Nad inwestycją poprzedniego rządu - fabryką Izery w Jaworznie, która miałaby produkować polskie samochody elektryczne - zawisły czarne chmury. Rząd Donalda Tuska ma wątpliwości co do zasadności tego projektu i wydawania na niego kilkuset milionów euro ze środków z KPO. Zapowiadana jest rewizja dokumentu, który powoływał do życia inwestycję, zwłaszcza, że projekt jest mocno opóźniony w stosunku do wskazanych w tymże dokumencie terminów.

W związku z tymi wątpliwościami Chińczycy z Geely zdecydowali się napisać list do polskiego rządu. Powstał on w zeszłym tygodniu, a do jego treści dotarł Business Insider. Autorzy listu deklarują, że liczą na pogłębienie współpracy z Izerą i chcą włączyć się w ww. projekt. Dają też do zrozumienia, że zależy im na czasie.

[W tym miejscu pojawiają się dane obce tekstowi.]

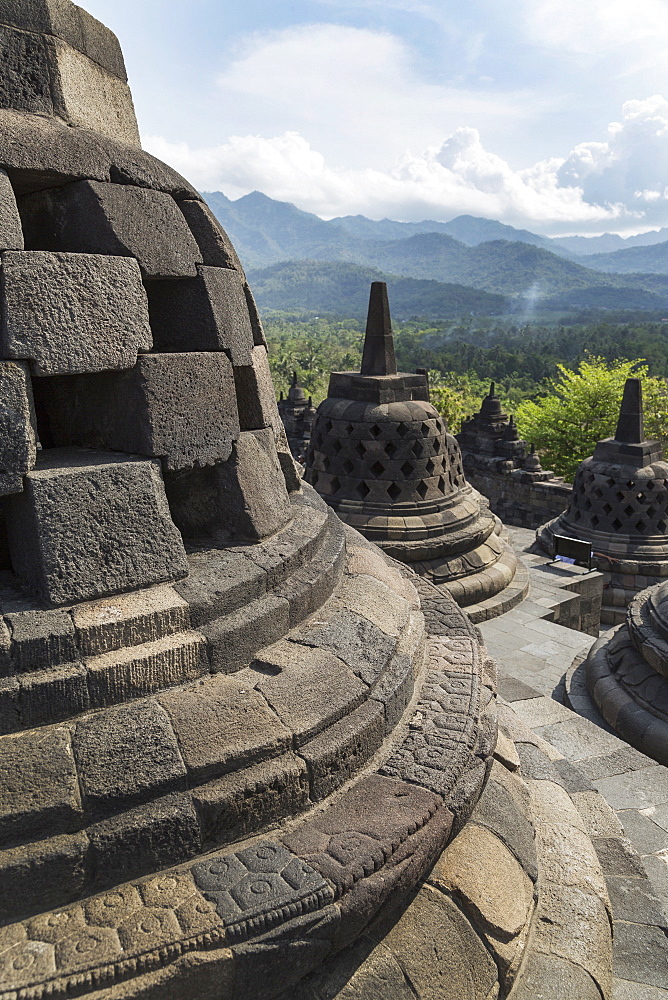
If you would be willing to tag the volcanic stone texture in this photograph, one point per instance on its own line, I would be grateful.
(73, 312)
(114, 219)
(92, 524)
(177, 407)
(206, 313)
(18, 450)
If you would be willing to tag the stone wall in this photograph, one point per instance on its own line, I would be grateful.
(517, 498)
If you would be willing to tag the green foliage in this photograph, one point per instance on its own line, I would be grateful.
(582, 407)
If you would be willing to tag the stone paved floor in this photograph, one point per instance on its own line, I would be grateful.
(534, 656)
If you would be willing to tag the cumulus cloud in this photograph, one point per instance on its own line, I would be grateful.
(620, 182)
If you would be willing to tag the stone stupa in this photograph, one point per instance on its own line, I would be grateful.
(242, 754)
(619, 504)
(381, 457)
(627, 674)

Z listu wynika, że prezesowi Geely bardzo zależy, aby przekonać Donalda Tuska do idei polskiego samochodu elektrycznego. Kuszą go pomysłem, że jeśli budowa fabryki Izery w Jaworznie dojdzie do skutku, rozważą postawienie w Polsce fabryki produkującej baterie do samochodów elektrycznych.